Effect of Dorsal Fin on Symmetry of Vortices over Slender Delta Wing

摘要

Three different sets of experiments are designed to reveal the behavior of the vortex flow over a delta wing with different fin heights. A sharp-edged flat-plate delta wing with an 82.6-deg-sweep angle is tested in low-speed wind tunnels at angles of attack up to 35 deg. The same tests are performed on an identical delta-wing model but with a flat-plate dorsal fin. The ratio of the local fin height to the local wing semispan varies from 0.3 to 1.5. The results of smoke laser-sheet visualization, particle image velocimetry, and force measurement are obtained and presented.

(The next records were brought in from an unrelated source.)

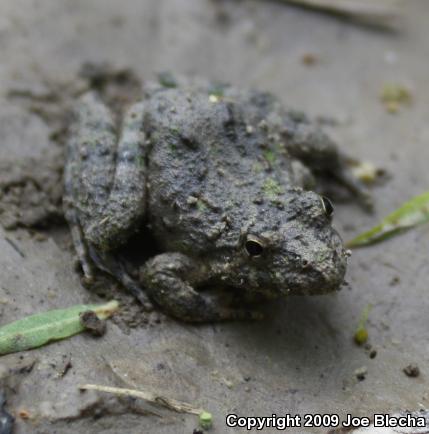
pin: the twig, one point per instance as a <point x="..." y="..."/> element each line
<point x="368" y="10"/>
<point x="170" y="403"/>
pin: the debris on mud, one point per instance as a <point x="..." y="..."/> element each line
<point x="412" y="370"/>
<point x="92" y="324"/>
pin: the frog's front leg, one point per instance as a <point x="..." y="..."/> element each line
<point x="310" y="145"/>
<point x="170" y="280"/>
<point x="104" y="185"/>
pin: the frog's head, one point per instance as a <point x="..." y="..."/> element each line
<point x="295" y="250"/>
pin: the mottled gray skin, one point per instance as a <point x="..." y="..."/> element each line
<point x="222" y="183"/>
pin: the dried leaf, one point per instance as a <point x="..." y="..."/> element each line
<point x="40" y="329"/>
<point x="410" y="214"/>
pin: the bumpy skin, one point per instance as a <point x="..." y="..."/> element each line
<point x="221" y="181"/>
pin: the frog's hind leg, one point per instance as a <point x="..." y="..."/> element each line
<point x="114" y="266"/>
<point x="104" y="186"/>
<point x="169" y="279"/>
<point x="310" y="145"/>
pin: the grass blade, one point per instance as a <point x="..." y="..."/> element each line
<point x="410" y="214"/>
<point x="40" y="329"/>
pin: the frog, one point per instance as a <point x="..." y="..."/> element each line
<point x="225" y="180"/>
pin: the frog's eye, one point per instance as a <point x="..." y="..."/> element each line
<point x="327" y="206"/>
<point x="253" y="247"/>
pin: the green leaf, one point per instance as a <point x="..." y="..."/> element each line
<point x="410" y="214"/>
<point x="42" y="328"/>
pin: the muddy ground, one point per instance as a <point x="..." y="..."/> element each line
<point x="302" y="358"/>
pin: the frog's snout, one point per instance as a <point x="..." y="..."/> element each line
<point x="320" y="269"/>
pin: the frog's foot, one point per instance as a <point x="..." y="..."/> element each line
<point x="110" y="265"/>
<point x="168" y="278"/>
<point x="78" y="242"/>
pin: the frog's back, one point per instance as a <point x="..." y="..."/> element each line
<point x="207" y="167"/>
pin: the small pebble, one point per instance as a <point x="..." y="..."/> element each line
<point x="412" y="370"/>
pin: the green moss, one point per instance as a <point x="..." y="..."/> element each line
<point x="272" y="189"/>
<point x="270" y="156"/>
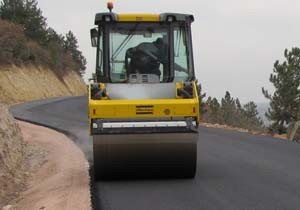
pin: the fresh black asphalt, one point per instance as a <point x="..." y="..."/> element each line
<point x="235" y="170"/>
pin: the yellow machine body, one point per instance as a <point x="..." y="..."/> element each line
<point x="151" y="130"/>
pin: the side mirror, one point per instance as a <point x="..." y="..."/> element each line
<point x="94" y="37"/>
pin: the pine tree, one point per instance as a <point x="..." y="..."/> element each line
<point x="71" y="46"/>
<point x="201" y="97"/>
<point x="228" y="108"/>
<point x="285" y="101"/>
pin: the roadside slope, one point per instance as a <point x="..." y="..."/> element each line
<point x="62" y="182"/>
<point x="27" y="83"/>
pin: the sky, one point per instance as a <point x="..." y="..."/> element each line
<point x="236" y="42"/>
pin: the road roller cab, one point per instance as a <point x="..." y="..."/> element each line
<point x="143" y="104"/>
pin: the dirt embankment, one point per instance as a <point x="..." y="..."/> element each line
<point x="13" y="153"/>
<point x="40" y="168"/>
<point x="20" y="84"/>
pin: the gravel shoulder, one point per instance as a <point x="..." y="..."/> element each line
<point x="62" y="182"/>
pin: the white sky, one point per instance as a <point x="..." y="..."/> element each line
<point x="236" y="42"/>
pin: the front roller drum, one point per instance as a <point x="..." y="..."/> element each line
<point x="131" y="156"/>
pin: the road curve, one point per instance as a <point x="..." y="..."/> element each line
<point x="235" y="170"/>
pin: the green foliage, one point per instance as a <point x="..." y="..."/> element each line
<point x="29" y="40"/>
<point x="27" y="14"/>
<point x="285" y="101"/>
<point x="71" y="47"/>
<point x="231" y="112"/>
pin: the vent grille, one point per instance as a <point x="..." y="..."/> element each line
<point x="144" y="110"/>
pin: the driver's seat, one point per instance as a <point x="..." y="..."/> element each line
<point x="138" y="61"/>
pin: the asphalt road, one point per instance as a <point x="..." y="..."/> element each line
<point x="235" y="170"/>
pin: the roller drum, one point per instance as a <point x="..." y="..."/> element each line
<point x="134" y="156"/>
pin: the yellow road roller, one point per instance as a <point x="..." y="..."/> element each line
<point x="143" y="102"/>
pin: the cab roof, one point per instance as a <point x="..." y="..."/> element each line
<point x="164" y="17"/>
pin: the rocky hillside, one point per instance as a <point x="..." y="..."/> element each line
<point x="19" y="84"/>
<point x="12" y="156"/>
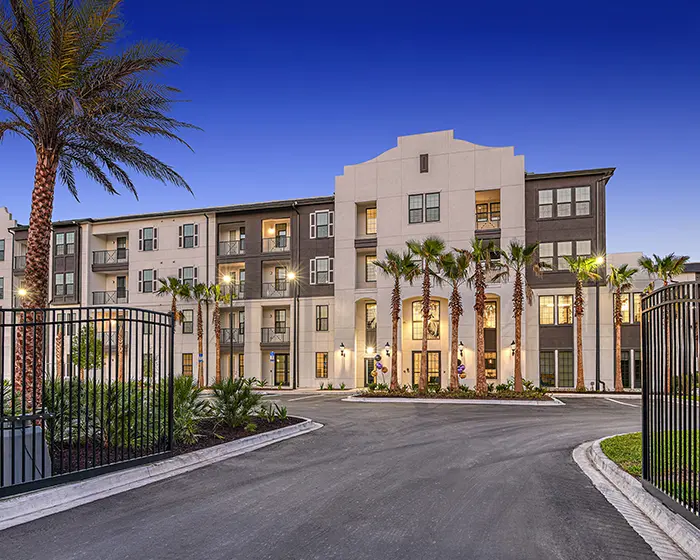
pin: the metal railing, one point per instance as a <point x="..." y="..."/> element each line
<point x="110" y="298"/>
<point x="275" y="335"/>
<point x="277" y="244"/>
<point x="117" y="256"/>
<point x="281" y="288"/>
<point x="231" y="248"/>
<point x="671" y="397"/>
<point x="74" y="406"/>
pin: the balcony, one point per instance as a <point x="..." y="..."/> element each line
<point x="110" y="298"/>
<point x="278" y="289"/>
<point x="110" y="261"/>
<point x="278" y="244"/>
<point x="275" y="335"/>
<point x="231" y="248"/>
<point x="19" y="264"/>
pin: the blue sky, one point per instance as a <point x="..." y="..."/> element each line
<point x="287" y="93"/>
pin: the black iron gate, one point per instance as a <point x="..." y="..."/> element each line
<point x="671" y="407"/>
<point x="84" y="390"/>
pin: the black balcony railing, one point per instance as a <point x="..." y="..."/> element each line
<point x="281" y="288"/>
<point x="117" y="256"/>
<point x="75" y="404"/>
<point x="110" y="298"/>
<point x="671" y="397"/>
<point x="275" y="335"/>
<point x="231" y="248"/>
<point x="277" y="244"/>
<point x="19" y="262"/>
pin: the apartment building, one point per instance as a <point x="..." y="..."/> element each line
<point x="308" y="305"/>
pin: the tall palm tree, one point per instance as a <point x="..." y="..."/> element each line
<point x="584" y="269"/>
<point x="218" y="296"/>
<point x="483" y="268"/>
<point x="620" y="280"/>
<point x="454" y="269"/>
<point x="428" y="253"/>
<point x="200" y="294"/>
<point x="516" y="260"/>
<point x="665" y="269"/>
<point x="398" y="267"/>
<point x="83" y="107"/>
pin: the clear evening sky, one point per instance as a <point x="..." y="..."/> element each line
<point x="289" y="92"/>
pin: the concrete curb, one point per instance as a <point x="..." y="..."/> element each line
<point x="680" y="531"/>
<point x="501" y="402"/>
<point x="20" y="509"/>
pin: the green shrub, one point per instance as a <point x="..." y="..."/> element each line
<point x="188" y="409"/>
<point x="235" y="401"/>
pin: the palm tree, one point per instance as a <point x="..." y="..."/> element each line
<point x="428" y="252"/>
<point x="82" y="107"/>
<point x="483" y="267"/>
<point x="584" y="269"/>
<point x="517" y="259"/>
<point x="665" y="269"/>
<point x="218" y="296"/>
<point x="620" y="280"/>
<point x="397" y="266"/>
<point x="454" y="269"/>
<point x="200" y="294"/>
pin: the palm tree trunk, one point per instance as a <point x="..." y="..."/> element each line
<point x="200" y="336"/>
<point x="518" y="316"/>
<point x="217" y="335"/>
<point x="395" y="311"/>
<point x="29" y="357"/>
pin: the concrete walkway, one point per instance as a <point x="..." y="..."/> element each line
<point x="378" y="482"/>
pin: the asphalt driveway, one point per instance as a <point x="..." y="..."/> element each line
<point x="379" y="482"/>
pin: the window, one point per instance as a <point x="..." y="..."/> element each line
<point x="583" y="201"/>
<point x="583" y="248"/>
<point x="432" y="207"/>
<point x="321" y="318"/>
<point x="187" y="316"/>
<point x="547" y="371"/>
<point x="187" y="364"/>
<point x="424" y="163"/>
<point x="545" y="199"/>
<point x="563" y="202"/>
<point x="370" y="268"/>
<point x="371" y="221"/>
<point x="415" y="208"/>
<point x="546" y="310"/>
<point x="563" y="250"/>
<point x="188" y="236"/>
<point x="566" y="368"/>
<point x="547" y="253"/>
<point x="321" y="365"/>
<point x="321" y="270"/>
<point x="565" y="310"/>
<point x="321" y="224"/>
<point x="433" y="320"/>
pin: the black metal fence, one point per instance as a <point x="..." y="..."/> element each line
<point x="84" y="390"/>
<point x="671" y="395"/>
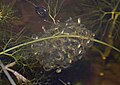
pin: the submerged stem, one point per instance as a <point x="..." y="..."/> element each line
<point x="59" y="36"/>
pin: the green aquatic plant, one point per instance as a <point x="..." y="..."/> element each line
<point x="56" y="48"/>
<point x="6" y="14"/>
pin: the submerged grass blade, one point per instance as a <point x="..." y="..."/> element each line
<point x="59" y="36"/>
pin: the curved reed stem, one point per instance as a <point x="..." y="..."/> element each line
<point x="59" y="36"/>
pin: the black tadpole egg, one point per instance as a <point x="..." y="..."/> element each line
<point x="42" y="12"/>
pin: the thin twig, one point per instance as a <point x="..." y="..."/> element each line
<point x="7" y="74"/>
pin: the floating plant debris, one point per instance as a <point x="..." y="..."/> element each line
<point x="61" y="52"/>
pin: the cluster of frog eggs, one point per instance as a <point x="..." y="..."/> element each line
<point x="61" y="52"/>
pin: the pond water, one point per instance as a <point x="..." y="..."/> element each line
<point x="35" y="18"/>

The test results show that the vortices over the delta-wing-alone model at high angles of attack and zero sideslip are stable, symmetric, and steady before vortex breakdown, but a low dorsal fin renders the originally symmetric vortices asymmetric at the same angle of attack; the flow recovers symmetry and conicity when a higher fin is added. These results are in agreement with predictions by the stability theory Cai et al., ("Stability of Symmetric Vortices in Two Dimensions and over Three-Dimensional Slender Conical Bodies," Journal of Fluid Mechanics, Vol. 480, 2003, pp. 65-94). This agreement demonstrates that the absolute type of instability is responsible for loss of symmetry of the vortices over a delta wing with a fin within the range of tested conditions.